Infants and Children With Sickle Cell Disease

4 min read

Reviewed by: HU Medical Review Board | Last reviewed: November 2022 | Last updated: December 2022

Sickle cell disease (SCD) is a lifelong inherited condition that affects red blood cells. Normally, red blood cells are round and flexible, so they can pass easily through blood vessels.¹

When a child inherits SCD, their body makes C-shaped, or sickle-shaped, red blood cells that are stiff. These misshapen red blood cells can cause many complications and even death when they get stuck in blood vessels. However, early diagnosis and treatment can help prevent infections and other health problems in children with SCD.¹

How does a child get sickle cell disease?

Sickle cell disease occurs when a baby inherits 2 sickle cell genes – 1 from each parent. People who inherit only 1 gene are said to be carriers of sickle cell trait. People with sickle cell trait often have no symptoms.^2,3

However, if 2 people with sickle cell trait have a baby, there is a 1 in 4 chance (25 percent) that baby will have full-blown sickle cell disease. There is a 1 in 2 chance (50 percent) the baby will carry sickle cell trait like their parents.^2,3

How common is sickle cell disease?

In the United States, SCD is most common in children whose parents are Black or of African or Caribbean descent. It also occurs in children whose parents are Hispanic, Middle Eastern, Asian Indian, or southern European. In the United States:^1,4

About 1 in 13 Black babies are born with sickle cell trait (have 1 sickle cell gene).
About 1 in 365 Black babies are born with sickle cell disease (have 2 sickle cell genes).
About 100,000 adults and children are living with sickle cell disease.

Diagnosing sickle cell disease

If you know that sickle cell runs in your family, you may want to get a blood test to see if you are a carrier. Genetic testing may help diagnose what type of SCD you have. It can also help confirm a sickle cell diagnosis if the blood test is not clear.⁵

Prenatal testing can be done as early as 8 to 10 weeks into pregnancy. However, this test cannot predict the severity of disease.⁵

After birth, newborn screening takes a drop of blood from a prick on the baby's foot.
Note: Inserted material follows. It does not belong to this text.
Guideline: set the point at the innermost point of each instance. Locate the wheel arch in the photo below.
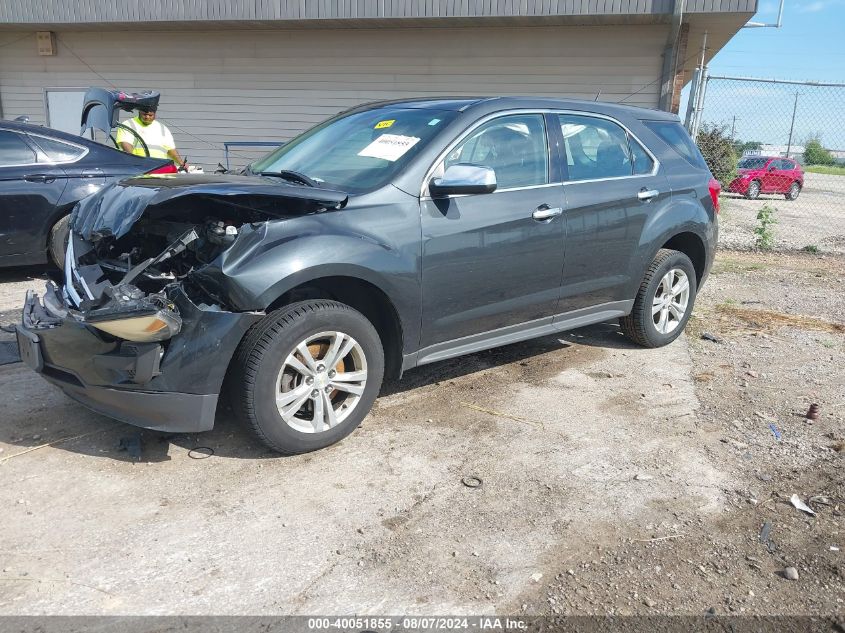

This test will tell you if your baby has sickle cell trait or sickle cell disease. Most states require babies to be tested for sickle cell at birth.⁵

What are the first symptoms?

Symptoms and complications vary, and they can be mild to severe. The first symptoms of SCD usually include:²

Low red blood cell count (anemia)
Yellowing of the skin, eyes, and mouth (jaundice)
Severe pain (sickle cell crisis)
Acute chest syndrome
Enlarged spleen (splenic sequestration or pooling)
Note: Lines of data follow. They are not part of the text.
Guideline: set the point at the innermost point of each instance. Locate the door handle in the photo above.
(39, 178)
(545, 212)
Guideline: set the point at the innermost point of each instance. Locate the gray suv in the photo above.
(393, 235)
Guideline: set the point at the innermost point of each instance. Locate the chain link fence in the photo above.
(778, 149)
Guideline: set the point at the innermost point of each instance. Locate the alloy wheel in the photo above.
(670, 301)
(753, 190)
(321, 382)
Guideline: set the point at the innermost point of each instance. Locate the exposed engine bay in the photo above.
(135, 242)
Since blood moves through every part of the body, complications from sickle cell in older children can appear anywhere. Long-term anemia may lead to delayed growth and development. Severe pain may require hospital stays for treatment. Other possible complications include:²

Lung damage from acute chest syndrome
Scarred spleen
Higher risk of infections
Stroke
Blocked blood vessels in the penis (priapism), which can lead to impotence

How is the disease treated in children?

Treatments have improved the life expectancy for children with SCD in recent years, but it is still a severe disease. Treatment depends on your child's symptoms and how severe those are. Some treatments include:²

Pain medicine to treat pain crises

Drinking 8 to 10 glasses of water a day to help prevent pain crises

Blood transfusions to treat anemia, pain, and other complications, and to help prevent stroke

Vaccines and antibiotics to help prevent infections

Folic acid supplements to help prevent severe anemia

Yearly eye exams to check for vision loss

Hydroxyurea, a medicine that reduces the number of sickle cells in the blood

It is important to aggressively prevent and treat infections in children with SCD. Infections are the most common cause of death in children younger than age 5.²

By age 8, many children with sickle cell will have had their spleen removed. For kids under 5 who have had their spleens removed, daily antibiotics to prevent infection are recommended for 1 year following surgery.^2,6

A stem cell transplant is another surgery that can cure sickle cell in some children. It is the only cure for SCD.²

How can I support children living with SCD?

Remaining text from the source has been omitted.